An UK Government document published only late last week says that designated PPE suppliers can only supply care providers in England.

The document Covid-19: Personal Protective Equipment (PPE) Plan published last Friday, 10 April says that the companies “will all provide supplies to care providers registered with the Care Quality Commission”.

The Care Quality Commission is the independent regulator of all health and social care services in England only. No services in Wales or Scotland are registered with them.

The document makes no mention of the Welsh equivalent, the Care and Social Services Inspectorate Wales, and this may explain why companies told care providers in Wales and Scotland that they could not supply them with PPE.

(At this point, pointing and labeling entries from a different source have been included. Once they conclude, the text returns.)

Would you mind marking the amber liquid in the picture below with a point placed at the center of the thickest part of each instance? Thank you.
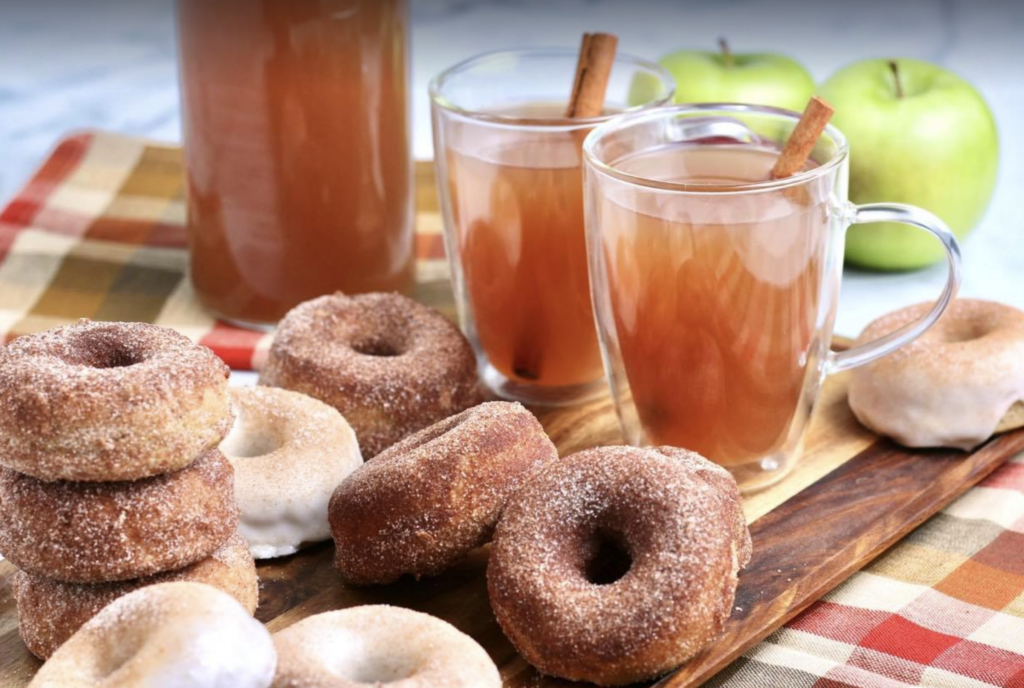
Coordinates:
(518, 215)
(297, 151)
(715, 300)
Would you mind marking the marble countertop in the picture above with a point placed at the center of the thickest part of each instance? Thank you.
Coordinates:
(111, 65)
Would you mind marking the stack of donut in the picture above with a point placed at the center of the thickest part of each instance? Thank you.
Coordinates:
(110, 474)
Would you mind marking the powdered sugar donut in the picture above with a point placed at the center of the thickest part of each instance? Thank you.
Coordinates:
(289, 452)
(955, 385)
(171, 635)
(50, 611)
(109, 401)
(616, 564)
(377, 645)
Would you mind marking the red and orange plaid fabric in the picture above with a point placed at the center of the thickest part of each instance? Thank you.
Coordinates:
(97, 232)
(944, 608)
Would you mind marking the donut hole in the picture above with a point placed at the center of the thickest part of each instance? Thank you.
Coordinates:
(104, 353)
(371, 658)
(377, 347)
(248, 438)
(608, 558)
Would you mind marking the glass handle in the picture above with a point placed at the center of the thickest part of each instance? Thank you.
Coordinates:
(895, 212)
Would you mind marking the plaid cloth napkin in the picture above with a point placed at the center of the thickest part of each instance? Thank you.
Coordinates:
(943, 608)
(97, 232)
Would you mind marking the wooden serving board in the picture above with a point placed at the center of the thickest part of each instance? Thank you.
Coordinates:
(851, 497)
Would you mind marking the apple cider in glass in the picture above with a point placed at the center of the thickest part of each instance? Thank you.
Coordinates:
(517, 215)
(297, 151)
(511, 186)
(715, 303)
(716, 283)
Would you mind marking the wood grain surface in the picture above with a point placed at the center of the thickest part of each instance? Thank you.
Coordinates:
(851, 497)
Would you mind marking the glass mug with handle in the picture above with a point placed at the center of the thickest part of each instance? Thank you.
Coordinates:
(715, 288)
(511, 192)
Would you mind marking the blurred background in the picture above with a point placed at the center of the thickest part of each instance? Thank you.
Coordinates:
(111, 65)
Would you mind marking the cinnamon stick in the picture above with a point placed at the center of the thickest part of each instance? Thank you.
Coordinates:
(802, 139)
(597, 52)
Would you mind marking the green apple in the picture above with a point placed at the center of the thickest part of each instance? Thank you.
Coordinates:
(918, 134)
(762, 78)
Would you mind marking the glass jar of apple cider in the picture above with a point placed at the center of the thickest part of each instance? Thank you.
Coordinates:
(297, 151)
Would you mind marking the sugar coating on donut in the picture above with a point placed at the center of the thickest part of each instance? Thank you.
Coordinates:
(102, 531)
(377, 645)
(50, 611)
(171, 635)
(109, 401)
(422, 505)
(949, 387)
(289, 452)
(389, 364)
(616, 564)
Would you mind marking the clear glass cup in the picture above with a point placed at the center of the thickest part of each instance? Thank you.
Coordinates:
(715, 289)
(511, 190)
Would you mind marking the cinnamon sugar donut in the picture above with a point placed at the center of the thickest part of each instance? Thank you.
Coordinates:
(379, 645)
(109, 401)
(423, 504)
(50, 611)
(100, 531)
(389, 364)
(289, 452)
(170, 635)
(617, 564)
(956, 385)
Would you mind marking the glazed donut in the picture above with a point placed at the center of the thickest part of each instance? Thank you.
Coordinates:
(380, 645)
(956, 385)
(289, 452)
(50, 611)
(170, 635)
(616, 564)
(389, 364)
(101, 531)
(423, 504)
(109, 401)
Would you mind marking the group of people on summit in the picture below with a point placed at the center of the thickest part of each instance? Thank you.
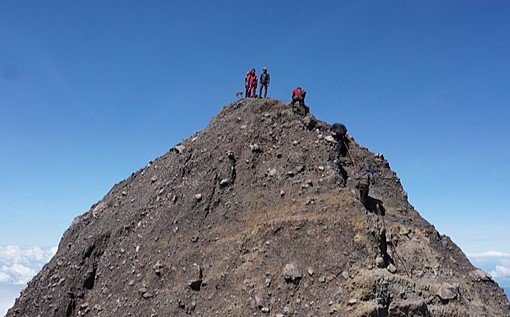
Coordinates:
(251, 83)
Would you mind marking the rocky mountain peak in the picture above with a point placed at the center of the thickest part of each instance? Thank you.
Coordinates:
(258, 215)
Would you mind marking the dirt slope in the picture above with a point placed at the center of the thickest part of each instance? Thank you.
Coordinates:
(257, 215)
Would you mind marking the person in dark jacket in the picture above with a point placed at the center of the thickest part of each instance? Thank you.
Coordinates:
(298, 95)
(364, 182)
(264, 82)
(339, 130)
(246, 86)
(252, 84)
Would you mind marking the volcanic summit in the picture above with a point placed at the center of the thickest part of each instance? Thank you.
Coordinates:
(258, 215)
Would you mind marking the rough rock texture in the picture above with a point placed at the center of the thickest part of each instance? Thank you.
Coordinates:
(258, 215)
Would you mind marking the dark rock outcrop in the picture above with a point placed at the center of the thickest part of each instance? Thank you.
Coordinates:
(208, 229)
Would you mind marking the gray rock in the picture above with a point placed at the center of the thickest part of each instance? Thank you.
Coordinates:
(448, 291)
(291, 273)
(179, 148)
(255, 148)
(379, 262)
(197, 277)
(330, 138)
(480, 276)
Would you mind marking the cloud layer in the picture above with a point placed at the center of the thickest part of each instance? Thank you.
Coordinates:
(19, 264)
(497, 263)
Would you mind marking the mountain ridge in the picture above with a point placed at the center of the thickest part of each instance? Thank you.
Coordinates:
(258, 214)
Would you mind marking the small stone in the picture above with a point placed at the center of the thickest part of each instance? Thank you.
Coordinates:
(291, 273)
(448, 291)
(330, 138)
(255, 148)
(148, 295)
(480, 275)
(179, 148)
(196, 282)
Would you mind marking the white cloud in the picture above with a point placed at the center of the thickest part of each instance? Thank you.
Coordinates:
(497, 263)
(19, 264)
(501, 272)
(8, 293)
(489, 254)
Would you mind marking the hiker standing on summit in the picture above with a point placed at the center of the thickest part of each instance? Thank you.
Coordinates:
(251, 80)
(264, 82)
(364, 182)
(246, 86)
(298, 94)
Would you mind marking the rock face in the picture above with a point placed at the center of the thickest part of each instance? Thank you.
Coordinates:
(258, 215)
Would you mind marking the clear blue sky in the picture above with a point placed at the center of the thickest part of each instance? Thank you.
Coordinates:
(90, 91)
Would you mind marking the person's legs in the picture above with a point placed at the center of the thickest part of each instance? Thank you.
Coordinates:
(363, 194)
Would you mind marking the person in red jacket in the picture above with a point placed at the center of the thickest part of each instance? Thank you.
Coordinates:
(246, 86)
(252, 84)
(298, 94)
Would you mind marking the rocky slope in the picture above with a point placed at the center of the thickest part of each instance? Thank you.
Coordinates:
(257, 215)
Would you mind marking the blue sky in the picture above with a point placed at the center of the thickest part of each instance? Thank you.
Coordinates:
(90, 91)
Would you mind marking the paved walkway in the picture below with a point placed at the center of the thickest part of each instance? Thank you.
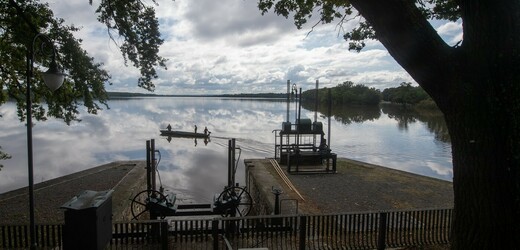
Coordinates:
(357, 187)
(125, 178)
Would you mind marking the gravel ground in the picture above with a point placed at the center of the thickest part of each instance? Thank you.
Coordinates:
(361, 187)
(49, 196)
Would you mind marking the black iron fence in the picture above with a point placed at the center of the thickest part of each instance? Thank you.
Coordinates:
(376, 230)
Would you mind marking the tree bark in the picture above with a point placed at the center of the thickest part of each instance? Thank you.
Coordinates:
(477, 86)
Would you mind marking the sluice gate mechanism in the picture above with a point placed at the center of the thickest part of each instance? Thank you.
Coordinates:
(151, 203)
(302, 146)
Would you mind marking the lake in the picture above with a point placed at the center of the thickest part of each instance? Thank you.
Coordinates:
(387, 135)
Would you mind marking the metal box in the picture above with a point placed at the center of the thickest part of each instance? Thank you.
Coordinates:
(88, 220)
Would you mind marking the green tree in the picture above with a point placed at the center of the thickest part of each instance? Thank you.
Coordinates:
(346, 93)
(131, 22)
(405, 94)
(476, 84)
(135, 24)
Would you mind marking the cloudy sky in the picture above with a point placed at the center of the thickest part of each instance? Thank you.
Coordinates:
(227, 46)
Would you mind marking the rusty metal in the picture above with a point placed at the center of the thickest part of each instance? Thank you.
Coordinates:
(152, 203)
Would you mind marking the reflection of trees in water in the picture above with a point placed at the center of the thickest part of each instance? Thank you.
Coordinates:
(404, 116)
(347, 114)
(434, 120)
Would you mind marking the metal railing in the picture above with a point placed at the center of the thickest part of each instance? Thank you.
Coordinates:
(372, 230)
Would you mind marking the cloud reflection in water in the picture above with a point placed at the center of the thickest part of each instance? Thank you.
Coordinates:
(120, 133)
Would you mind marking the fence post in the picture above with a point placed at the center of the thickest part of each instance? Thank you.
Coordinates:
(164, 234)
(214, 233)
(381, 236)
(303, 231)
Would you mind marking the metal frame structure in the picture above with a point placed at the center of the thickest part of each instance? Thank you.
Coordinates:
(233, 201)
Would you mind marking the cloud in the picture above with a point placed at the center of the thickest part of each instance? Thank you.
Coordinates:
(227, 46)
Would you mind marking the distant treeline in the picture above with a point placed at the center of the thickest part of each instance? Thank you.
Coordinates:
(115, 95)
(358, 94)
(344, 93)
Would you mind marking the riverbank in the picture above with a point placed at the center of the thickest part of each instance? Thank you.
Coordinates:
(356, 187)
(125, 178)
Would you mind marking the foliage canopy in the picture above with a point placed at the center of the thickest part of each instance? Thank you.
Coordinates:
(21, 21)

Today the UK Government denied that suppliers were asked not to supply Wales and Scotland with PPE, but one supplier claimed otherwise.

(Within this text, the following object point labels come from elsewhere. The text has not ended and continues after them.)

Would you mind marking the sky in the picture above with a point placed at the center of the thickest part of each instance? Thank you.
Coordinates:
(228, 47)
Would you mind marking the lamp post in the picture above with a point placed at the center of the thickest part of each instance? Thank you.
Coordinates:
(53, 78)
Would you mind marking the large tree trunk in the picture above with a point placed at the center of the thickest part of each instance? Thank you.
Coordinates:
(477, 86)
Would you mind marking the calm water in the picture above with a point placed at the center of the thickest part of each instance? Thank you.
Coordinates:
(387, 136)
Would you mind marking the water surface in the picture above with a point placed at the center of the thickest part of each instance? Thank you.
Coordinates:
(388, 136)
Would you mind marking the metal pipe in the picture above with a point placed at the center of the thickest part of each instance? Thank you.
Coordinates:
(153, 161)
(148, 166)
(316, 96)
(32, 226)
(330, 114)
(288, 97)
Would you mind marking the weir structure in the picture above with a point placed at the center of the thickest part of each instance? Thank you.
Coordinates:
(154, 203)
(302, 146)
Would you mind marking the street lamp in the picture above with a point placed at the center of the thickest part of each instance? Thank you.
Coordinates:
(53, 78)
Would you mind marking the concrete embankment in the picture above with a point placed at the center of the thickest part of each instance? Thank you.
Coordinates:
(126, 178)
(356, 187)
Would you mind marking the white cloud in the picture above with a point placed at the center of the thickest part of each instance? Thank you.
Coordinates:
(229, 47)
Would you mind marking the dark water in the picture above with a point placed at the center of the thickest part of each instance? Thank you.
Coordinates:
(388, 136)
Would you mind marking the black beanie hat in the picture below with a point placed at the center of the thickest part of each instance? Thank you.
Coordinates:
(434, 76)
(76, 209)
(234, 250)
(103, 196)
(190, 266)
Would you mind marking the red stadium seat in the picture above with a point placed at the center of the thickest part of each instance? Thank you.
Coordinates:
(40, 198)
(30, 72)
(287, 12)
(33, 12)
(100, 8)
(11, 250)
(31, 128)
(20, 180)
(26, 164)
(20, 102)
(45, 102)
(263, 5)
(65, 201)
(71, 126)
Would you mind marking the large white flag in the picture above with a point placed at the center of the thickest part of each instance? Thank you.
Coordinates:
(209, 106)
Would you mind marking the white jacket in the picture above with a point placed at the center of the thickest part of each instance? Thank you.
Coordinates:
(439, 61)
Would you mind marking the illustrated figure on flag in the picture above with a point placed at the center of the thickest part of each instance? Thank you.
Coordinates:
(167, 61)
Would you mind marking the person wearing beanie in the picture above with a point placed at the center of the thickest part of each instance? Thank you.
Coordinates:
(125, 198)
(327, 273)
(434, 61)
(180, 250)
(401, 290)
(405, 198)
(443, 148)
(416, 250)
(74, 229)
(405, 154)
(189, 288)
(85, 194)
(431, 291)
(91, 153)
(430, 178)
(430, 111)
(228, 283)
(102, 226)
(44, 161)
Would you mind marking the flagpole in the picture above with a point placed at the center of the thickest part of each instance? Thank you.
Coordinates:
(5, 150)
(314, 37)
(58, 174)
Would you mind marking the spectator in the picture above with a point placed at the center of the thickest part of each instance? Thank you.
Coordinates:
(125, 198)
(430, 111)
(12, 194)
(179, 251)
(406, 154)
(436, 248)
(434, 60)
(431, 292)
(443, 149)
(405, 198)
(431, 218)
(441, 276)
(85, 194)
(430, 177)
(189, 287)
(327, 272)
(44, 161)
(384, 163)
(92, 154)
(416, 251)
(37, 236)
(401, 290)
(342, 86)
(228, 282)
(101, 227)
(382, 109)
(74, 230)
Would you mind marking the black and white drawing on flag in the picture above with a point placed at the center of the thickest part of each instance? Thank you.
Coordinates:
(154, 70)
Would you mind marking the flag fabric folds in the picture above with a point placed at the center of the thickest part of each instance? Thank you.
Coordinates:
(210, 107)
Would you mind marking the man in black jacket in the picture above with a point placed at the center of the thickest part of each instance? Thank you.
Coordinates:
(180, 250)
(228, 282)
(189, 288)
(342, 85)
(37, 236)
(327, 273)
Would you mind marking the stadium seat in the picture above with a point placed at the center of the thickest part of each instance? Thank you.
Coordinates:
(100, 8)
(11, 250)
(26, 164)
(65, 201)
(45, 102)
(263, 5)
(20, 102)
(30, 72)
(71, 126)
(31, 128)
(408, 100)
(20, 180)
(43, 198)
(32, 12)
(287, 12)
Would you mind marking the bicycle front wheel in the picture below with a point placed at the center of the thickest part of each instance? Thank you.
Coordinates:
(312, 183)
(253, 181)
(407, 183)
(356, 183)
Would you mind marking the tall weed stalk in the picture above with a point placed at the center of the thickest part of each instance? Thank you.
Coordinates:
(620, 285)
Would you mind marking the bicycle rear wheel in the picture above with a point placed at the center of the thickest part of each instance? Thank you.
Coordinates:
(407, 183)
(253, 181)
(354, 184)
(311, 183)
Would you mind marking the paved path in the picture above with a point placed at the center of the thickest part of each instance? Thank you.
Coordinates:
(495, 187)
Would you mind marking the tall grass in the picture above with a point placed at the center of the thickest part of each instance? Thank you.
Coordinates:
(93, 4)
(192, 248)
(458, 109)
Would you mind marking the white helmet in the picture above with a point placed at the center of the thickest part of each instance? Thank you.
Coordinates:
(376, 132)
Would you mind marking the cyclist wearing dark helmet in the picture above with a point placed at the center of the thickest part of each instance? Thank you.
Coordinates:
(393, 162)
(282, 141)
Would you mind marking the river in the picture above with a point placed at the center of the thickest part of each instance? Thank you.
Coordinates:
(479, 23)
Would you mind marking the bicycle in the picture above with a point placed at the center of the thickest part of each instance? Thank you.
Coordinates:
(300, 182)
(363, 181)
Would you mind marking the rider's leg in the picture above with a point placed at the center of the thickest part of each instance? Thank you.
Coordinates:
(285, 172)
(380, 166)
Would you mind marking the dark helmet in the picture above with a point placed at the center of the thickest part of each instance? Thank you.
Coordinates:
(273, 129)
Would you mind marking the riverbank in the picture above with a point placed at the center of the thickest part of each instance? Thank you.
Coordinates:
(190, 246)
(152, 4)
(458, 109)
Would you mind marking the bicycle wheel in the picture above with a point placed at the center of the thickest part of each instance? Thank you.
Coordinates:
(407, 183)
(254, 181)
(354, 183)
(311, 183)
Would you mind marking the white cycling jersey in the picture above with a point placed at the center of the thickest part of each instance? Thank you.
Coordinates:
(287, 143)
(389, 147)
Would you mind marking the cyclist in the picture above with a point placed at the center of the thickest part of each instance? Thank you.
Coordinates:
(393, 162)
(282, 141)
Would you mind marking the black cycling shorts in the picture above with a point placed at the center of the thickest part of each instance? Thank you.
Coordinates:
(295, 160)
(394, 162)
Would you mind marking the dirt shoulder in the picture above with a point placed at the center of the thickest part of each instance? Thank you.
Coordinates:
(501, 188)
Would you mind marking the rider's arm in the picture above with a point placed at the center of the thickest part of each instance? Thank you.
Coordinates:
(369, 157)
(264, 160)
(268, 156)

Gompels posted a message on their website saying: “You must be registered and operating within England – apologies to Wales and Scotland, we are told you have different processes for getting emergency supplies.”

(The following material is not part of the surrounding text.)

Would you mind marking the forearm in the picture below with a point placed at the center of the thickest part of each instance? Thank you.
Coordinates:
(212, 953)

They later updated the message adding: “These restrictions are not something we have decided, they are a criteria given to us by Public Health England.

“We have been told that there are alternative arrangements in place for Wales and Scotland, but we have not been able to find out what they are. Please do not think this is us discriminating against our lovely and loyal Welsh and Scottish customers.”

Public Health England is an executive agency sponsored by the UK Government’s Department of Health and Social Care.

Gompels also sent an email to customers confirming that “Stocks are limited and are exclusively for Care Homes & Domicillary Care in England only.”

The UK Government document above names Gompels as one of seven companies designated to sell 23 million pieces of PPE.

“We have made arrangements with seven wholesalers to supply PPE to the social care sector. Careshop, Blueleaf, Delivernet, Countrywide Healthcare, Nexon Group, Wightman and Parrish and Gompels will all provide supplies to care providers registered with the Care Quality Commission,” the document says.

 

‘Different’

Today England’s Health Secretary Matt Hancock denied that PPE suppliers were not asked to prioritise England over Scotland.

However Wales’ Health Minister acknowledged at the Welsh Government’s daily press conference that there was evidence that some suppliers had been prioritising PPE to NHS and social care in England.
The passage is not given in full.